Running pipelines in the background
In the unix world, we’re used to being able to run the different commands in a pipeline in different threads/processes. This is usually a lot more efficient when the producer/consumer rates vary, and makes use of multiple cores/cpus.
For example, cmd1 | cmd2
will run the two commands in separate processes.
PowerShell doesn’t do this. Everything runs in one thread, and pipelined objects are processed in batches, one bit at a time. You can control the batch size with the -outBuffer
parameter, but things are still done sequentially, with one command in the pipe being busy whilst all others are sitting idle.
Even the venerable CMD.exe will put these two commands tree | more
into separate processes.
This aside, what about simply running an arbitrary command (or scriptblock) in the background whilst doing something else?
PowerShell doesn’t have any obvious way to do this, but it is possible with runspaces. You can create a new runspace and then invoke a pipeline asynchronously.
Here is an example script, but lets go through it step by step.
$rscfg = [management.automation.runspaces.runspaceconfiguration]::Create() $rs=[management.automation.runspaces.runspacefactory]::CreateRunspace($rscfg) $rs.Open()
Here, we create a runspace
with a default configuration. There is an overloaded version of CreateRunspace
that takes a PSHost
object, so we could pass in $host
. In this case we just use the default. We then open the runspace
.
$block = { $sum=0 "adding numbers in background!" foreach($i in $input) { $sum+=$i start-sleep 1 # pretent it takes ages to compute this "adding number $i" } "that's it, sum is $sum" } $pipe=$rs.CreatePipeline($block)

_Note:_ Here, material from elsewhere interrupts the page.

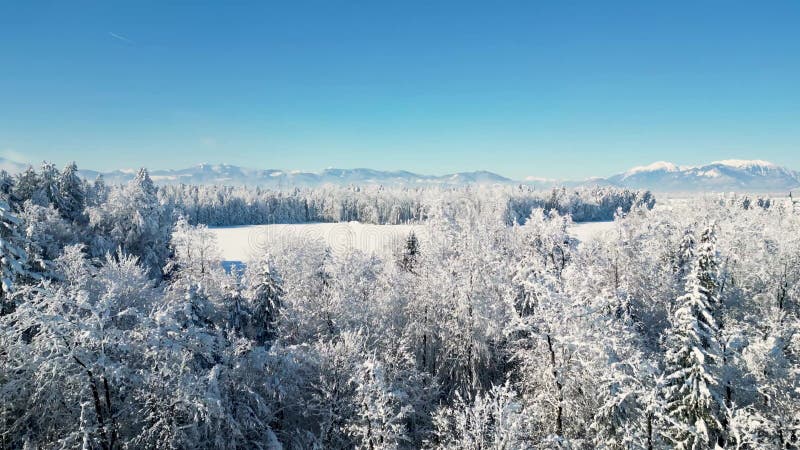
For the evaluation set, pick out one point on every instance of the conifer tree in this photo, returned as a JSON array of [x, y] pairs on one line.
[[12, 256], [693, 406]]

Here we create the scriptblock $block
that we want to run in the background and create a pipeline $pipe
for it. The block itself simply takes it time adding up numbers passed to it, yielding textual information to the pipe, ending with the result.
$writer = $pipe.Input $pipe.InvokeAsync()
Here we simply grab hold of the pipe’s input then invoke it asynchronously.
$numwritten = $writer.Write(1..5,$true) $writer.Close()
This is where we give the background pipe some data to play with. Write(1..5,$true)
means write the numbers 1 through 5 into the pipeline ($true
means send the numbers one at a time instead of all at once).
1..3 | foreach { start-sleep 1; "busy in foreground $_" }
The whole purpose of this example is to show how two different things can be done at once, so here we simply spend 3 seconds pretending to be busy 🙂
$reader = $pipe.Output while (-not $reader.EndOfPipeline) { $o = $reader.Read() write-host "$o" }
Here we get the output $reader
from the pipeline and whilst there is data, read an object and display it.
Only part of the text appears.